The spring floodwaters on the Oder proved an unexpected advantage for the Red Army. Several of the bridges which their engineers had constructed now lay between twenty-five and thirty centimetres below the surface of the water, turning them into artificial fords. The Luftwaffe pilots, flying Focke-Wulfs and Stukas, found them very hard to hit.
While Goebbels the minister of propaganda still preached final victory, Goebbels the Gauleiter and Reich Defence Commissar for Berlin ordered obstacles to be constructed in and around the city. Tens of thousands of under-nourished civilians, mostly women, were marched out to expend what little energy they had on digging tank ditches.

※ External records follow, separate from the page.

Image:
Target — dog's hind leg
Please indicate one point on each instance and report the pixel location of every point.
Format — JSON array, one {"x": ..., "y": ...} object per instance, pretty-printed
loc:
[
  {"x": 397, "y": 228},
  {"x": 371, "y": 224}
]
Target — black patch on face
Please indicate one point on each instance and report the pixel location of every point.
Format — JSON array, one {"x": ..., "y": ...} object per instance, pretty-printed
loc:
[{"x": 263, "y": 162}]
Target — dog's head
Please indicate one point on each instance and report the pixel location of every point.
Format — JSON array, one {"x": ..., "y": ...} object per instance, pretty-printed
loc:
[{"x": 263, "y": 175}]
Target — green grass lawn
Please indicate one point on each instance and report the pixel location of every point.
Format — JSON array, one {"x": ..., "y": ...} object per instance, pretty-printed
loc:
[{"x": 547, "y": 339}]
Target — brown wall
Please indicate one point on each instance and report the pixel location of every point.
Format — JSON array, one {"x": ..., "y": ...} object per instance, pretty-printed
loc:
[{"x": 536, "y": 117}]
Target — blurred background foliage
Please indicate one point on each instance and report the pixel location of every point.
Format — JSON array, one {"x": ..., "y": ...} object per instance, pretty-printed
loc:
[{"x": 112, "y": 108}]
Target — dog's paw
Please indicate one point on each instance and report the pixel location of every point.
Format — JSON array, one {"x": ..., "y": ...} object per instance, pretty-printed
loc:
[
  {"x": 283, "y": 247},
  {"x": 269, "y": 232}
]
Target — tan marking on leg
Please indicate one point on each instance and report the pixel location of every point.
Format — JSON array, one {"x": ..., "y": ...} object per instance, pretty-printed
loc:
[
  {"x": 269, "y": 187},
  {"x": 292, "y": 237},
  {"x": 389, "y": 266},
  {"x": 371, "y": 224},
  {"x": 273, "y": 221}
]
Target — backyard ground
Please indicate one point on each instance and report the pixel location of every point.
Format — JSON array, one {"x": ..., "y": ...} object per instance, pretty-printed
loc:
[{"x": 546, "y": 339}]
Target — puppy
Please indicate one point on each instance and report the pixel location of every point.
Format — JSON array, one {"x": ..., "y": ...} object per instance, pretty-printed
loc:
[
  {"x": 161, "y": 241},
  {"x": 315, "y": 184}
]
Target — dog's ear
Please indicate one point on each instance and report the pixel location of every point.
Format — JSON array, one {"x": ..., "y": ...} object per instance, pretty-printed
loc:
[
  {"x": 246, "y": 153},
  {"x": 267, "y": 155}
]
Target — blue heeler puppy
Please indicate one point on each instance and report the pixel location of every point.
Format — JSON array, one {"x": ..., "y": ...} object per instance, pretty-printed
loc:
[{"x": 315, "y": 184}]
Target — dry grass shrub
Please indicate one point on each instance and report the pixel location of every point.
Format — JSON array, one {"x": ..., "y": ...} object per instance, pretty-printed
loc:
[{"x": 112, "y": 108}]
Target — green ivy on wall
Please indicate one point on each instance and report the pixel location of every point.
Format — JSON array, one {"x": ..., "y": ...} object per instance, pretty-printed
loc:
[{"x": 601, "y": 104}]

Rumours of resentment at Nazi bureaucracy, incompetence and the time wasted on useless defence preparations began to circulate, in spite of the penalties for defeatism. ‘In the whole war,’ one staff officer wrote scathingly, ‘I have never seen a tank ditch, either one of ours or one of the enemy’s, which managed to impede a tank attack.’ The army opposed such senseless barriers constructed on Nazi Party orders, because they hindered military traffic going out towards the Seelow Heights and caused chaos with the stream of refugees now coming into the city from villages west of the Oder.
Brandenburger farmers who had to stay behind because they had been called up into the Volkssturm meanwhile found it increasingly difficult to farm. The local Nazi Party farm leader, the Ortsbauernführer, was ordered to requisition their carts and horses for the transport of wounded and ammunition. Even bicycles were being commandeered to equip the so-called tank-hunting division. But the most telling degree of the Wehrmacht’s loss of equipment during the disastrous retreat from the Vistula was its need to take weapons from the Volkssturm.
Volkssturm battalion 16/69 was centred on Wriezen, at the edge of the Oderbruch, close to the front line. It mustered no more than 113 men, of whom thirty-two were on defence works in the rear and fourteen were ill or wounded. The rest guarded tank barricades and bridges. They had three sorts of machine gun, including several Russian ones, a flame-thrower lacking essential parts, three Spanish pistols and 228 rifles from six different nations. One must assume that this report on their weapon states is accurate since the district administration in Potsdam had issued a warning that to make a false report on this subject was ‘tantamount to a war crime’. But in many cases even such useless arsenals were not handed over because Nazi Gauleiters told the Volkssturm to give up only weapons which had been lent by the Wehrmacht in the first place.